Tumgik
#her ex husband is autistic and she didn't know that. my gf is obviously autistic to neurotypicals and she “didn't know” that
reserwrekt · 8 months
Text
I feel like I had everyone fooled into thinking I was normative or "okay" for two years. (2017-2019)
But the thing is, I never said I was. I had started over after my oldest brother passed away and all my friends left me to deal with it on my own.. I had told everyone around me that I'm not okay, that I have all these diagnosis, that I was sui, and I'm sick all the time.
But everyone ignored me. They ignored those parts. Then, when I started showing signs of my problems and disabilities- they'd act surprised. "I didn't think it was that bad."
My situationship at the time famously told me to drive myself to the ER when I woke up with sepsis, beginning stages of shock, kidneys shutting down. And as I was getting ready, I passed out, pissed, and vomited everywhere. It took me not being able to get back up, for him to sigh angrily and take me.
When we got to the hospital, I was stoic. The staff didn't expect anything. When they took my blood pressure, they suddenly started swarming me, ripping my clothes off my body, and scolding him for not calling an ambulance. (Blood pressure was nothing, like I think 50/40 something like that.)
But again, the fact that the ER staff assumed nothing was wrong, taking their time, and then realizing the emergency. I've always been treated like this..

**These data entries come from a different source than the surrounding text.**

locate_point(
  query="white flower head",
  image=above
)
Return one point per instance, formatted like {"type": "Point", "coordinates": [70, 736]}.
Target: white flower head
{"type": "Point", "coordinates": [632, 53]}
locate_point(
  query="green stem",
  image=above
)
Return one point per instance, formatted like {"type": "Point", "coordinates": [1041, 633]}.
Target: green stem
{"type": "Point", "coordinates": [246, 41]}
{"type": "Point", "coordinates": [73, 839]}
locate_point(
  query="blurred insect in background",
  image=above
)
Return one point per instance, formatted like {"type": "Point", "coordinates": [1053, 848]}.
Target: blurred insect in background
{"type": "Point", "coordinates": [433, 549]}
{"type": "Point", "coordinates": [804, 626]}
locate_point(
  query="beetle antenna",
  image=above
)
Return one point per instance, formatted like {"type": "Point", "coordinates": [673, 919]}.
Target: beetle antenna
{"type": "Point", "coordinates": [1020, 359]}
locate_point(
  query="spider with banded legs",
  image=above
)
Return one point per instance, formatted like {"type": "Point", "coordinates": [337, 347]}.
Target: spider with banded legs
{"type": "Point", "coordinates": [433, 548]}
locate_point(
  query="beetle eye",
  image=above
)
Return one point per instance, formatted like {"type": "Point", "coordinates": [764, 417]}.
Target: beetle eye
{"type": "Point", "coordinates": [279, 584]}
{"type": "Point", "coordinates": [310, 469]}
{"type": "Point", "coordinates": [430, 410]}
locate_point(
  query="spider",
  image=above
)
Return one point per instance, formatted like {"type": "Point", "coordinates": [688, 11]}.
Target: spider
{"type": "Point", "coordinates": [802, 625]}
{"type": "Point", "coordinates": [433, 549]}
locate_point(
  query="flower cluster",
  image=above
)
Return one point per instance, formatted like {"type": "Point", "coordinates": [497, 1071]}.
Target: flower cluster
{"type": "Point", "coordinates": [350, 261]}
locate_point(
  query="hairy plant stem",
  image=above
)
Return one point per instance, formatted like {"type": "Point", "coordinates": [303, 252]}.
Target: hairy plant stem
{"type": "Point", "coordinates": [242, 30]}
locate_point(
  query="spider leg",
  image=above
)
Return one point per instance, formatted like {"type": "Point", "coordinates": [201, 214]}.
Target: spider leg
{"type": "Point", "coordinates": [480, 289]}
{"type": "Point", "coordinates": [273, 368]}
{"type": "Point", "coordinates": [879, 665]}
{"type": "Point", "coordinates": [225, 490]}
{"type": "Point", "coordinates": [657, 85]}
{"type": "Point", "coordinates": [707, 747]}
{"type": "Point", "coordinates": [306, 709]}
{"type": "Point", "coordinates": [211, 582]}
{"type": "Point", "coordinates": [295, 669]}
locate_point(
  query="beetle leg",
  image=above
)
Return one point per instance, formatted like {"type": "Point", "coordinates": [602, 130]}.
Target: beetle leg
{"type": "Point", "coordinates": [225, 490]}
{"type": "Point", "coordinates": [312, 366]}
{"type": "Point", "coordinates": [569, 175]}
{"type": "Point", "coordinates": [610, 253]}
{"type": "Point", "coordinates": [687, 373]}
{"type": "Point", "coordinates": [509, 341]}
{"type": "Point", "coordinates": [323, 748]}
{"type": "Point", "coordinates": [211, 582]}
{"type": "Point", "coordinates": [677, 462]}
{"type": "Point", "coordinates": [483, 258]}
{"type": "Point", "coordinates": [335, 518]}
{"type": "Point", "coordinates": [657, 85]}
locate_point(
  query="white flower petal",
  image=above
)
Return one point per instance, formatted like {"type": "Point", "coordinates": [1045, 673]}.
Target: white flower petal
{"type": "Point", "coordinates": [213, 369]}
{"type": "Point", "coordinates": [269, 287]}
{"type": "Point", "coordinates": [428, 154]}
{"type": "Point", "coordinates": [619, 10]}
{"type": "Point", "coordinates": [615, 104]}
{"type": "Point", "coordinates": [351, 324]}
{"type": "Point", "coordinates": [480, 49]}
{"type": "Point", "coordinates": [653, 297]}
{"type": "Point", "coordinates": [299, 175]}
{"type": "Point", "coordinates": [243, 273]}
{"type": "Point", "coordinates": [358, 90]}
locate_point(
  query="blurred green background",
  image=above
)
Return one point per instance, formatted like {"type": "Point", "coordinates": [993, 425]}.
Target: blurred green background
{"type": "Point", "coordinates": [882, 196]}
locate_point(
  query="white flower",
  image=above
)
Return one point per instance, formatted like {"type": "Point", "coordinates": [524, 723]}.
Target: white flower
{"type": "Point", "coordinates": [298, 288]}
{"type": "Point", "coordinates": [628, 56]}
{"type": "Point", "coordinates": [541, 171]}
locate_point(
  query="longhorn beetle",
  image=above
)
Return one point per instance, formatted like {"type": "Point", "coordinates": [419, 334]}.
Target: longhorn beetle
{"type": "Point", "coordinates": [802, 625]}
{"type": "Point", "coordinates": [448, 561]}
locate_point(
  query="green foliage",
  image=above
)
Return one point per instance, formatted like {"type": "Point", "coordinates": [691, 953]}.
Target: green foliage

During my hospitalization, the antibiotics weren't working. That made sense, because I've had a long history with antibiotics and already had antibiotic resistant sickness. But I could hear the staff talking about moving me to a critical care unit, in my valume induced haze. I could hear the nurses explaining "sepsis protocol" to each other. I would get woken up to more anticoagulant being injected through my stomach. I could hear them gossip about how they've "never not felt a pulse in a living person." As they started using my feet to check instead.
During this time, maybe I was hallucinating, I was having long vivid conversations with my passed brother. He told me I had a choice to join him now or not.
I put my deadbeat family's grieving, over my own. It was extra hard bc I was the only one supporting my brother, everyone left us alone.. I told him I couldn't. Then I started to respond to the medication (they switched antibiotics.)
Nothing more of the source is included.